Actors Rance Howard (Ron Howard's dad), Jon Gries (Uncle Rico, from Napoleon Dynamite) and Larry Thomas (Seinfeld's Soup Nazi) are other big names in the cast.
"For Robbing the Dead" follows the true story of Heath, a sheriff in Utah in 1862, who is grieving over the loss of his daughter.
Soon after her burial, Heath, played by John Freeman, is given charge over Salt Lake City grave robber Jean Baptiste (played by David Stevens), who has been exiled to Antelope Island.
It's a story about compassion, especially toward those who aren't easy to love, said Russell, who is also a BYU professor.
Despite big names and a solid screenplay, the project only has a $200,000 budget, plus in-kind donations from BYU, the LDS Motion Picture Studio and free student labor.
The students are happy to do it — it's the best experience they could get.
"I had no idea they were university students," Kidder told the Deseret News during a short break. "They are so professional. It is so unusual for college students to work on a big movie like this. Moving from this film to a real independent film will be going down a notch."
"I think it's a coming thing; there will be much more of this," Corbin said during another brief lull. "When I was a student in college, you got taught by a bunch of academics who didn't have any experience. (These students) are working with people who work in the business."

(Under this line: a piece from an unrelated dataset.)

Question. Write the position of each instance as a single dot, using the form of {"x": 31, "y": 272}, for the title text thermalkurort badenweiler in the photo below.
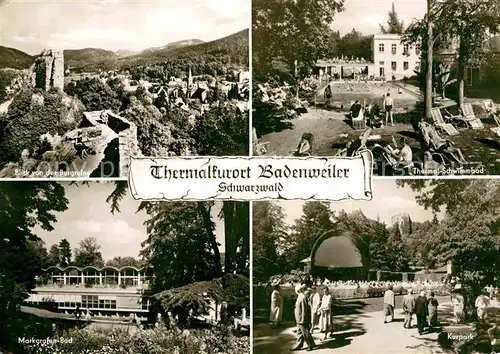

And Bill Nelson is hoping that approach pays off.
As executive producer with FirstLight Independent and Rusell's longtime friend and collaborator, he wants to make sure these students leave Provo with their name on a film.
"We want to see to it that the students … get a practical lab for their academic theory," he said.
Prop master Jessica Sorensen has just one word for this new relationship: brilliant.
"We've had so many films that can't go anywhere because BYU can't make money," she said. "But this film can be seen in theaters (and) viewed by an audience like it should be."
The goal is a late 2010 release.
"The most exciting part, for me, is to watch these students perform so enthusiastically and creatively," Russell said. "We don't have (the Hollywood) kind of cash and clout, so they're wildly naive, in the best sense, and they don't know that some things can't be done. Which means they accomplish the impossible fairly regularly, primarily because they believe they can."